By MATHEW DEARNALEY
Lawyers for the deported Sri Lankan girl whose case became the downfall of Lianne Dalziel as Immigration Minister are preparing an urgent application to the new minister to get the girl back to New Zealand.
Carole Curtis, whose guinea-pig sketch for the sexually abused 16-year-old will be key evidence in a State Services Commission inquiry, hopes an appeal will be in the hands of Acting Immigration Minister Rick Barker by tonight.
Nuns at a Sri Lankan convent say they have struggled to care for the girl since she arrived nine days ago.

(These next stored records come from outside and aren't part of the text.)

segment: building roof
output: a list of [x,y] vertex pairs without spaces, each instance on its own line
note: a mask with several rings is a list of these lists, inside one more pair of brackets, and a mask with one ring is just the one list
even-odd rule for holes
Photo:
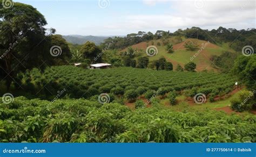
[[97,63],[97,64],[94,64],[94,65],[90,65],[90,66],[95,67],[105,67],[105,66],[109,66],[111,65],[108,64],[108,63]]

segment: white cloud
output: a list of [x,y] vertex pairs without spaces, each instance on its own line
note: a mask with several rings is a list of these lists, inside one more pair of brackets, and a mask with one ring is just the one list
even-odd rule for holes
[[196,6],[195,1],[143,2],[151,6],[152,9],[157,7],[155,6],[157,3],[168,2],[172,11],[163,15],[129,15],[118,23],[112,23],[104,27],[125,32],[127,30],[176,30],[192,26],[212,28],[225,26],[238,29],[255,27],[255,1],[201,1],[200,3],[203,2],[203,6],[199,8]]

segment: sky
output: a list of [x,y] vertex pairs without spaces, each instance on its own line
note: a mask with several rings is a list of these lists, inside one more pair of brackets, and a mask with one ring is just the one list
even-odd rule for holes
[[17,0],[43,14],[62,35],[124,35],[192,26],[256,27],[256,1]]

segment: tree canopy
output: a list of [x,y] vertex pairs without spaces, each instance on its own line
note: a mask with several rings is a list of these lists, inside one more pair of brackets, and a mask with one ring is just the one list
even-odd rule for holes
[[50,65],[52,58],[45,53],[50,49],[44,27],[46,24],[44,17],[31,5],[0,6],[0,73],[8,87],[19,70],[43,68],[42,62]]

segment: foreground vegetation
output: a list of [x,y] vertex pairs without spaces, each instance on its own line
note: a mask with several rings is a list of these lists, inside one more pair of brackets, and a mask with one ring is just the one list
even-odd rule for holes
[[131,111],[83,99],[0,101],[1,142],[255,142],[256,117],[172,112],[153,103]]

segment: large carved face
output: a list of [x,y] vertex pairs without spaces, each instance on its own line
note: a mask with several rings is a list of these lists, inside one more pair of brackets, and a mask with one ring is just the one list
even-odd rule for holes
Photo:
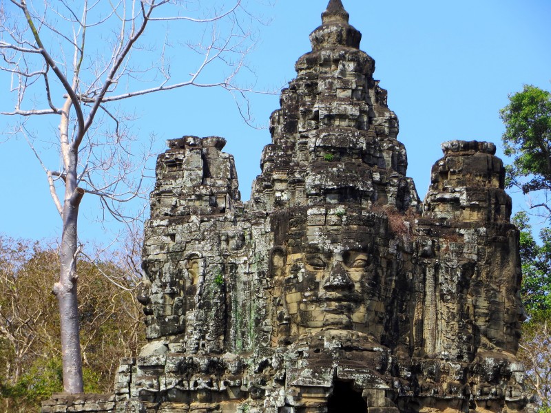
[[393,278],[391,260],[380,254],[382,219],[342,208],[303,212],[288,222],[280,218],[287,233],[271,255],[280,325],[289,337],[326,328],[378,341]]

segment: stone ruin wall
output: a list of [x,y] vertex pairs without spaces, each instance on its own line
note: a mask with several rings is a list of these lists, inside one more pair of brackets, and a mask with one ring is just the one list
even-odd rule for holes
[[149,343],[114,394],[44,413],[530,411],[495,146],[443,144],[421,202],[340,0],[310,38],[250,201],[223,138],[169,141],[145,226]]

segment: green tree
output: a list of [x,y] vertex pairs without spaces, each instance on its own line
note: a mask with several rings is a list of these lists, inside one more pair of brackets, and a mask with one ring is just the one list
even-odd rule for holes
[[539,413],[551,412],[551,312],[532,313],[523,326],[519,359],[526,368],[526,384],[537,395]]
[[543,202],[531,205],[543,208],[551,190],[551,93],[525,85],[522,92],[509,96],[509,105],[501,109],[506,127],[502,140],[505,154],[513,158],[508,167],[507,184],[524,194],[541,191]]
[[[551,218],[551,93],[525,85],[509,96],[501,109],[507,167],[506,185],[527,195],[532,214]],[[523,326],[519,359],[526,367],[526,384],[539,399],[540,413],[551,412],[551,229],[534,238],[526,211],[513,222],[520,231],[523,281],[521,295],[529,319]]]
[[520,231],[522,286],[521,296],[527,312],[551,309],[551,229],[540,231],[541,245],[532,233],[528,215],[524,212],[515,214],[513,223]]
[[[79,263],[87,392],[110,392],[118,359],[135,356],[145,339],[128,260],[118,252],[107,262]],[[50,246],[0,235],[0,412],[37,411],[41,400],[63,390],[59,313],[51,294],[59,268]]]

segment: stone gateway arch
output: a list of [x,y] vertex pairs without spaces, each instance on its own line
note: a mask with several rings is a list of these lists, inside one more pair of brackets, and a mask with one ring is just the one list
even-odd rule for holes
[[422,202],[361,34],[340,0],[322,19],[249,201],[224,138],[169,141],[145,226],[149,343],[114,394],[43,412],[530,411],[495,146],[444,143]]

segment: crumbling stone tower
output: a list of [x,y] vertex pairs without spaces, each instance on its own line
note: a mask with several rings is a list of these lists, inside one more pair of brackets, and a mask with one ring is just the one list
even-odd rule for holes
[[44,412],[528,411],[495,145],[443,144],[422,203],[360,33],[340,0],[322,19],[250,201],[223,138],[169,142],[145,228],[149,343],[114,395]]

The lawyers will argue that the decision to deny the girl and her grandmother sanctuary was flawed, and that their testimony will be vital to the Government inquiry into how confidential client notes ended up in Prime Minister Helen Clark's electorate office.
The girl finally agreed to see a doctor in Sri Lanka on Friday and was expected to be examined by a psychiatrist at the weekend, but only after the nuns told her they could no longer be responsible for her if she kept refusing to eat or accept medical help.
Auckland Catholic Communications director Lyndsay Freer has contacted the nuns and says it is clear the girl was never in a fit state to fly, despite assurances from the Immigration Service.
The service approached her a week before the girl's expulsion, seeking an agency willing to keep the girl safe from abusive male relatives.
Mrs Freer contacted the Sri Lankan convent, but only after the service assured her that a care and protection plan for the Sinhalese Buddhist girl would be put in place by arrangement with the International Organisation for Migration.
She is now dismayed at a lack of evidence of any such plan.
"They [Immigration] have taken the easy option - I think it was just a face-saving operation."
The girl and her grandmother were taken by ambulance from the Mangere Refugee Resettlement Centre and put on a Korean Airlines plane on February 12 with just the clothes they were wearing, hours after Associate Immigration Minister Damien O'Connor reconfirmed a refusal to let them stay because of their failure to gain refugee status.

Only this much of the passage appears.